Today in History: September 10

Missionary Friedrich Wyneken reached America (specifically Baltimore) in the June of 1838, just as a letter from an elder at St. Paul’s in Fort Wayne reached the Mission Committee of the Pennsylvania Ministerium, begging for a pastor as their own had died. The Baltimore pastors, having gotten to know Wyneken over the summer, recommended him in August, and 180 years ago today, the missionary stopped for supplies in Lima, Ohio, with 64 miles still to go to Fort Wayne. He was following an old Indian trail on horseback.
‍‍‍‍‍‍ ‍‍
A German there pleaded for him to stay, and he did so: for eight days. In those eight days Wyneken preached nine times, baptized fifteen people, and confirmed a young married man who had been catechized but never communed.
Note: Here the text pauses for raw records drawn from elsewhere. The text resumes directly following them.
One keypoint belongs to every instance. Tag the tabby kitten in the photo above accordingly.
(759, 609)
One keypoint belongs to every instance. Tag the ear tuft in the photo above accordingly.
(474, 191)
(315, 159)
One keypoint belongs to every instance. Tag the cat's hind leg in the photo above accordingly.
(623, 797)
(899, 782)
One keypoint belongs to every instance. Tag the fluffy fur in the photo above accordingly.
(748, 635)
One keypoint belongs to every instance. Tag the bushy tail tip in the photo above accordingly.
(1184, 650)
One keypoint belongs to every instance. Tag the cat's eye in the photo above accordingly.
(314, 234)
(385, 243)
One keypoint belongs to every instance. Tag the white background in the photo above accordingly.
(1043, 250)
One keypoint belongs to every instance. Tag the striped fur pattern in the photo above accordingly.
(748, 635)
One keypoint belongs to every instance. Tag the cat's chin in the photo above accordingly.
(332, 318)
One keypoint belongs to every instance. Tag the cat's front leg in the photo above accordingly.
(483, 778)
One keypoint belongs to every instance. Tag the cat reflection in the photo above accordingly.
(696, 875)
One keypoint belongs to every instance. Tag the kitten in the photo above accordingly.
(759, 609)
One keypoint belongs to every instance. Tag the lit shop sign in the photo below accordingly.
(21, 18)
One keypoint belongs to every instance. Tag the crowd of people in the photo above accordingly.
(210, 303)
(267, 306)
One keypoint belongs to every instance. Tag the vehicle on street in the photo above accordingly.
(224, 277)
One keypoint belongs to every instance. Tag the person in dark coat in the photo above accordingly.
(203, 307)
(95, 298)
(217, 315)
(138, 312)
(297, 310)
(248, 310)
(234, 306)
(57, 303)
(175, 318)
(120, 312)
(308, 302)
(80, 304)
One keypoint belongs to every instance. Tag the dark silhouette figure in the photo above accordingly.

The missionary thanked God in a letter to a friend that “at the very beginning of my ministry, He had led me to such hungry hearts,” and in a letter to the Executive Committee of the Pennsylvania Mission Society admitted:
‍‍‍‍‍‍ ‍‍
“I regret now, that I didn’t stay longer with the Germans in western part of the State of Ohio, and did not visit more settlements, because there are no pastors there, and also, as far as I can tell from what I’ve been told, none have been visited by a circuit rider to date”
‍‍‍‍‍‍ ‍‍
Six years later, in 1844, he would begin tutoring the first two students of Concordia Theological Seminary out of the St. Paul parsonage, where he served as pastor in Fort Wayne and Decatur while also traveling to a number of nearby settlements, before formal classes began in October 1846.